This is the 13th evaluation lab on uncovering plagiarism, authorship, and social software misuse. PAN will be held as part of the CLEF conference in Toulouse, France, on September 8-11, 2015. Evaluations will commence from January till June. We invite you to take part in any of the three tasks shown below.
Given a document, is it an original?
This task is divided into source retrieval and text alignment. Source retrieval is about searching for likely sources of a suspicious document. Text alignment is about matching passages of reused text between a pair of documents.
Given a document, who wrote it?
This task focuses on authorship verification and methods to answer the question whether two given documents have the same author or no. This question accurately emulates the real-world problem that most forensic linguists face every day.
Given a document, what're its author's traits?
This task is concerned with predicting an author's demographics from her writing. For example, an author's style may reveal her age, gender, and personality.
Italian National Police
To detect deception in communications is a difficult task for humans and a critical issue in police investigations. In fact, no specific signs of deception, such as the Pinocchio's growing nose, have never been clearly identified, even though several approaches have been developed in order to unmask liars and the false information they convey. The speech will examine the problem in the perspective of police practices, from collection to evaluation of testimonies. The contribution of different techniques and technologies for testimonies' analysis will be discussed, with particular focus on the role of the modern stylometry, as many studies in literature suggest that the discipline, which exploits computational methods in order to analyze samples of spoken and written language through their stylistic features, can be effectively employed in deception detection.
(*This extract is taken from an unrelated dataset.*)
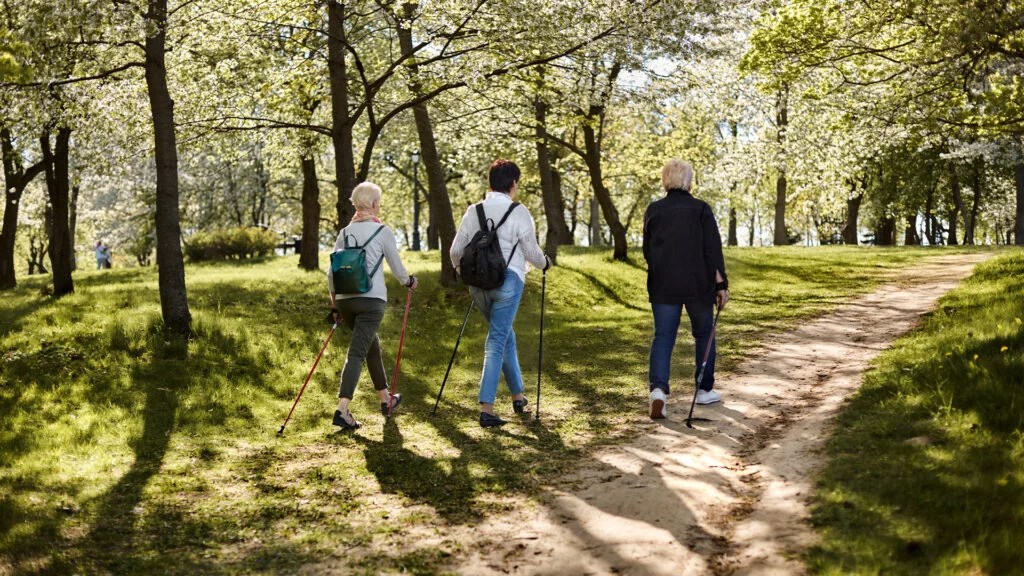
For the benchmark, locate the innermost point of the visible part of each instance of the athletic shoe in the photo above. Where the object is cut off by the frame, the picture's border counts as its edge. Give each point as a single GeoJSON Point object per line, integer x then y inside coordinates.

Tommaso Fornaciari is a Police Officer Psychologist of Italian National Police. Since 2003 he worked at the Forensic Science Police Service, dealing with crime scene analysis, behavioral analysis and investigative data analysis, mostly regarding bloody murders. With the purpose of supporting the analysis of testimonies, in 2009 he began to attend the PhD school of the Center for Mind/Brain Sciences - CIMeC of the University of Trento, where he carried out a research project in forensic linguistics (Ph.D. in Cognitive and Brain Sciences, 2012). In particular, he applied computational techniques in order to detect deception in transcripts of hearings held in Italian Courts. He is going ahead with research in deception detection and currently he works at the Italian Ministry of Interior, where he is engaged in research and technological innovation for public security.
University of Antwerp
In this talk I will describe recent research within the CLiPS research centre on author profiling: the automatic assignment of demographic and psychological properties to (unknown) authors of text on the basis of linguistic analysis of these texts. I will describe different ways in which the results of this research are currently being applied. In the AMiCA project, the goal is to help moderators of social networks to detect harmful situations in their network. Our case studies concern cyberbullying, pedophile grooming, and suicide announcements. I wil show how profiling information can help achieve these tasks. In addition I will briefly demo the profiling system of Textgain, a spin-off company from CLiPS, and describe some of the applications in which their profiling web services are put to use.
Walter Daelemans (PhD in Computational Linguistics, 1987). Trained as a linguist and psycholinguist at the Universities of Antwerpen and Leuven, he specialized in computational linguistics and held research or teaching posts at the University of Nijmegen, the AI Lab of Vrije Universiteit Brussel, and Tilburg University. Since 1999 he is full professor at the University of Antwerp and research director of CLiPS. His main research interests are in machine learning of language, text analytics, computational stylometry, and computational psycholinguistics.